Der „Funke“ schweigt dazu gänzlich und die SLP streut die Illusion, dass so
eine Regierung angreifbarer wäre für die Rücknahme von Verschlechterungen.

Ein Ansatz zur
Offensive

Trotz all dieser
Schwächen wollen wir eine Forderung der SLP aufgreifen, nämlich die nach einer
Konferenz noch im Juni für eine Kampagne, die mit Offensivforderungen in einem
Aktionstag vor den Wahlen münden soll. Das würde die Klärung einer
klassenkämpferischen Perspektive ermöglichen, insbesondere die Frage einer
„linken Kandidatur“ (die uns gegenwärtig unrealistisch erscheint). Viel
wichtiger wäre dabei, verschiedene soziale Bewegungen (Donnnerstagsdemos,
Fridays for Future, Gleicher Lohn für gleiche Arbeit), Kräfte der radikaleren
Linken und linke SozialdemokratInnen und GewerkschafterInnen in einer
Einheitsfront gegen Schwarz-Blau zu vereinigen.

Wir schlagen
daher allen AktivistInnen vor, eine Einheitsfront um die folgenden Forderungen
zu bilden, die insbesondere auch an die Sozialdemokratie gerichtet werden
müssen:

  • Offenlegung aller politischen Spenden, um das Ausmaß der Klientelpolitik in der kapitalistischen Politik zu untersuchen.
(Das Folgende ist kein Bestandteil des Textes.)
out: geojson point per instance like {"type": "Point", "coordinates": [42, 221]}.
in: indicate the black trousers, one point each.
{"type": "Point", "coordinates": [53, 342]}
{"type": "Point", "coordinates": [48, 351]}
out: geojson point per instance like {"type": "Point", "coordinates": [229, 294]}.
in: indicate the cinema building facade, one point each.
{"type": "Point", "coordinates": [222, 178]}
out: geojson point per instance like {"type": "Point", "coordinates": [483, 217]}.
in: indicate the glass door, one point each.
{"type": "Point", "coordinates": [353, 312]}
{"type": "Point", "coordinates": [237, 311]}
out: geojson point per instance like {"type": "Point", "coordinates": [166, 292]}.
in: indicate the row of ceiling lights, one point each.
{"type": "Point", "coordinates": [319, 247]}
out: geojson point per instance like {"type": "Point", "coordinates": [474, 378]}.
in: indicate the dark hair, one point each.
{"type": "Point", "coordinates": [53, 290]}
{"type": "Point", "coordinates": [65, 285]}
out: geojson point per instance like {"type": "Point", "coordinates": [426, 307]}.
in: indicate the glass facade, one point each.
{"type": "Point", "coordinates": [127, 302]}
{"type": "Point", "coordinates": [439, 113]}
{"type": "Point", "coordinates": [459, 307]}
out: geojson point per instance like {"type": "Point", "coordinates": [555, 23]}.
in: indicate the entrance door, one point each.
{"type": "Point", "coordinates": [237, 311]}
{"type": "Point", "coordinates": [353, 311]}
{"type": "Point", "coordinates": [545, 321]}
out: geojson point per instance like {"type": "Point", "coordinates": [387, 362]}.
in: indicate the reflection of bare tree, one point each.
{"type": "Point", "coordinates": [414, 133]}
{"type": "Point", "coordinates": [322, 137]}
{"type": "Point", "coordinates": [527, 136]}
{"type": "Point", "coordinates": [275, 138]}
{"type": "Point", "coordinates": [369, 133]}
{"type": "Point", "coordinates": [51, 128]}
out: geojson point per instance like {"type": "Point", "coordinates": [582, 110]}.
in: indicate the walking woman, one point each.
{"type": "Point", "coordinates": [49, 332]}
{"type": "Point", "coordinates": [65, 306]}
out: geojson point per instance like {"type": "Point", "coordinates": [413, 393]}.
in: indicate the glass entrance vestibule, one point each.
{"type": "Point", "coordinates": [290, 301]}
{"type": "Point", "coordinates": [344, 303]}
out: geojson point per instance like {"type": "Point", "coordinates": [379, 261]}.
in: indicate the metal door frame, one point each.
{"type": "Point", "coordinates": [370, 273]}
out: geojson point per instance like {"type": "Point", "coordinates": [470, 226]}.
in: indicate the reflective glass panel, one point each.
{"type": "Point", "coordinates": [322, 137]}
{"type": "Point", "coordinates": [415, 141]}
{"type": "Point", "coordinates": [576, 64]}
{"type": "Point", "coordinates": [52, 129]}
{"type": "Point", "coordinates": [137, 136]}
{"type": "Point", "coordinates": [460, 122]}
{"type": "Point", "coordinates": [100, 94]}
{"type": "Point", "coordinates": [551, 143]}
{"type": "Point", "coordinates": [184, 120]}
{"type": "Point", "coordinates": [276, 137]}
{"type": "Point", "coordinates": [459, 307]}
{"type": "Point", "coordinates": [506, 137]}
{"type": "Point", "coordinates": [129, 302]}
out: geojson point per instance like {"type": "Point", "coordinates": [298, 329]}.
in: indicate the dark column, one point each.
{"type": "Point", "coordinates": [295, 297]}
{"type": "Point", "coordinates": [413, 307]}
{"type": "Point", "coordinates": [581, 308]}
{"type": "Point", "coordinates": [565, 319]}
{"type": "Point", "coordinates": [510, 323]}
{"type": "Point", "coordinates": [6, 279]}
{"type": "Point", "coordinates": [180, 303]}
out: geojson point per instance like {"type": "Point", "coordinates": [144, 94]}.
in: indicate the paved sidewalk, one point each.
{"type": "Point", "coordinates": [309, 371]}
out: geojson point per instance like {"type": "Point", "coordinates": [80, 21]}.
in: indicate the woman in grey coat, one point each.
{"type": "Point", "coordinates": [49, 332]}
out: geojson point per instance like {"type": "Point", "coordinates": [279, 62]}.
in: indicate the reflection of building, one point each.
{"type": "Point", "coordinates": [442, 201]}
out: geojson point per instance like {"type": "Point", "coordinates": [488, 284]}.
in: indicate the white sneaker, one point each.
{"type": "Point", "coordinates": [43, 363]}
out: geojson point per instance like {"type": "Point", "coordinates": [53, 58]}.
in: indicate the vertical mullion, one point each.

Ebenso Offenlegung der Geschäftsbücher der Konzerne und Banken für VertreterInnen der ArbeiterInnenbewegung.
  • Rücknahme aller schwarz-blauen unsozialen und rassistischen Verschlechterungen – 12-Stunden-Tag, Sozialhilfe, Zerschlagung der Kassen, Abschieberegime, etc. -, gestützt auf Mobilisierungen auf der Straße und gewerkschaftlichen Kampf bis hin zum Generalstreik. Statt Steuergeschenken für die Reichen, Vermögenssteuern und Enteignung zur Finanzierung einer „sozialstaatlichen“ Offensive.
  • Schluss mit der sozialpartnerschaftlichen Anbiederung, nein zu jeglicher Unterstützung der „ExpertInnenregierung! Deren Bildung muss durch den Aufbau einer klassenkämpferische Opposition und Mobilisierungen in den Betrieben und auf der Straße beantwortet werden.